Frontier Country focuses primarily on the story of Pennsylvania. It tracks the emergence of frontiers within a once peaceful colony and shows that the appearance of frontiers created governing crisis that was only resolved with the American Revolution.
Pennsylvania’s long history of peace made it a perfect case study for the way frontiers were perceived in the eighteenth century. Before the Seven Years’ War, few Pennsylvanians spoke of frontiers, while other colonies bore the brunt of imperial wars. The Seven Years’ War brought frontiers to the colony’s geopolitical landscape, and the crisis that followed that war centered on a debate over whether the government should still treat certain areas as militarized zones.
Pennsylvania as a Test Case
The video and maps below depict this transformation.
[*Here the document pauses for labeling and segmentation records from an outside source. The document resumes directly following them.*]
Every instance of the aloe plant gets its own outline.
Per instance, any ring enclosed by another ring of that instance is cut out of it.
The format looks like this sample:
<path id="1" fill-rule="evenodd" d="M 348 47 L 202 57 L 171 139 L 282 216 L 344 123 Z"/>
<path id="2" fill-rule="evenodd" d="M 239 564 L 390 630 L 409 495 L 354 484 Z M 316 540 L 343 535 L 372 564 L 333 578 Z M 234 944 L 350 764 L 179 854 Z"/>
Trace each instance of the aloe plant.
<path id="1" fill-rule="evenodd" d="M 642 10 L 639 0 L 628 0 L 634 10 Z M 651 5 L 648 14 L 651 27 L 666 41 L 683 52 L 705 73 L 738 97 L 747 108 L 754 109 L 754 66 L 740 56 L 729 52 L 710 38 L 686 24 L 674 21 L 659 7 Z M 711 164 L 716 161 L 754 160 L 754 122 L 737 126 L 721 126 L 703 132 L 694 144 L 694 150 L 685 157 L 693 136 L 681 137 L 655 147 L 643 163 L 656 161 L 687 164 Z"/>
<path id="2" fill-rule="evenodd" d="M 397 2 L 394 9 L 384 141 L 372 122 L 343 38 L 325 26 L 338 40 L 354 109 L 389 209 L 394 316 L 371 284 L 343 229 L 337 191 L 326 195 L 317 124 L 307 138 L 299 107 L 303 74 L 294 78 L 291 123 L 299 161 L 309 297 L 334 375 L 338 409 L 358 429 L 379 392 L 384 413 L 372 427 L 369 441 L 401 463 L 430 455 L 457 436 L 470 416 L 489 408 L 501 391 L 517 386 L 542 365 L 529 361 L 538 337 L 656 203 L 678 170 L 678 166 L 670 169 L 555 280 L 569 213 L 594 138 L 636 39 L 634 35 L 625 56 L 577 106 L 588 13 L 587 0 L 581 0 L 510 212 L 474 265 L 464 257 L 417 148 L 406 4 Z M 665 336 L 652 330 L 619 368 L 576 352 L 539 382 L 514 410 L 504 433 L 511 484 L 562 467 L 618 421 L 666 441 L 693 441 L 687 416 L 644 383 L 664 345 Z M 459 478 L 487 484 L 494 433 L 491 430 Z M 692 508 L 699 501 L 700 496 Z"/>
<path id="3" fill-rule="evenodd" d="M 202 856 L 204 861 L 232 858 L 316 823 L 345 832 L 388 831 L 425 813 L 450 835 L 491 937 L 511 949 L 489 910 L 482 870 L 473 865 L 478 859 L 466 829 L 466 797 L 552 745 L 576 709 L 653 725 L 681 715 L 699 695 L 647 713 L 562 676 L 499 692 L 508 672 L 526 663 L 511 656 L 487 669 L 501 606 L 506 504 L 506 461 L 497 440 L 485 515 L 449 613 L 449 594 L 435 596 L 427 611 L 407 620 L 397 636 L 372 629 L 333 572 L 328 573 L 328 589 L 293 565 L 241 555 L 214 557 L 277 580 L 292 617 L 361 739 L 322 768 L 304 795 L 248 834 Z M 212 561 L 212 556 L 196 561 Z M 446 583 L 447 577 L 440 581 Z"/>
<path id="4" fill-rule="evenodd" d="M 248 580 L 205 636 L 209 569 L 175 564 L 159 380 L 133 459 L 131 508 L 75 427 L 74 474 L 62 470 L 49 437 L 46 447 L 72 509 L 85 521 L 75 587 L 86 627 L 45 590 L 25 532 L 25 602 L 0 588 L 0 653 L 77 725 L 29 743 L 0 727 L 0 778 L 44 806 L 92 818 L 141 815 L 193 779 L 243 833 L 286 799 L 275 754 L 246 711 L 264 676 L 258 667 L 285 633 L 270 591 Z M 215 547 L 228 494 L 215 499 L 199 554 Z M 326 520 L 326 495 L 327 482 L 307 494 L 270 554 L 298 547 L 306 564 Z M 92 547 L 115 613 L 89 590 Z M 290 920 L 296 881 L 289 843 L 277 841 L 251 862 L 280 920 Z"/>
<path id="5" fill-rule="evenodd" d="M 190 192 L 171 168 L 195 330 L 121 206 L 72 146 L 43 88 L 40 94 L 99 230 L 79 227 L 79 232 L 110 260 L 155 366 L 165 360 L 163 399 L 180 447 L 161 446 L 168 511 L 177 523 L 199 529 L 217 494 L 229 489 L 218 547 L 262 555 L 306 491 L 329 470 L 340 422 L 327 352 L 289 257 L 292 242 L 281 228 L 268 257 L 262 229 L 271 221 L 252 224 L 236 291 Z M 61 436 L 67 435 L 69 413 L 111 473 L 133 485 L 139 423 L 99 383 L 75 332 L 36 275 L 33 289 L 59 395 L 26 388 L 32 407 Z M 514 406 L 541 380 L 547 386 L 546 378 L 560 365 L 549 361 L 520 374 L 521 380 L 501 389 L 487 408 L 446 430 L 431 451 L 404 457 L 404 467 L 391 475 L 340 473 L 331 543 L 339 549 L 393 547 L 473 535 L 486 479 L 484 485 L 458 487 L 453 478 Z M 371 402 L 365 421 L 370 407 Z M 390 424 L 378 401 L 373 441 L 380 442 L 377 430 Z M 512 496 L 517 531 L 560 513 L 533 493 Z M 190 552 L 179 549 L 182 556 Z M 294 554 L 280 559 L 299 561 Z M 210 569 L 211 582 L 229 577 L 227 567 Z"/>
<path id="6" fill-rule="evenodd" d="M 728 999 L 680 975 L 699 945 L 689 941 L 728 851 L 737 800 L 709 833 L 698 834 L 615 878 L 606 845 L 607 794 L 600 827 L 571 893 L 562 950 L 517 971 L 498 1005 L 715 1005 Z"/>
This animated video shows the virtual absence of “frontiers” from the colonial records until the Seven Years’ War. The war brought about a dramatic increase in the use of the term, demonstrating that Pennsylvania had become what one contemporary called “a frontier country.” While the use of “frontiers” dropped after the war, spikes coincide with either conflicts or warfare. Notably, the video ends in 1774, when Virginians launched an offensive war against the Shawnees near Fort Pitt and invaded Pennsylvania, an often-overlooked but significant event in colonial history. Spero covers Dunmore’s War, as this conflict was known, in great detail in Frontier Country.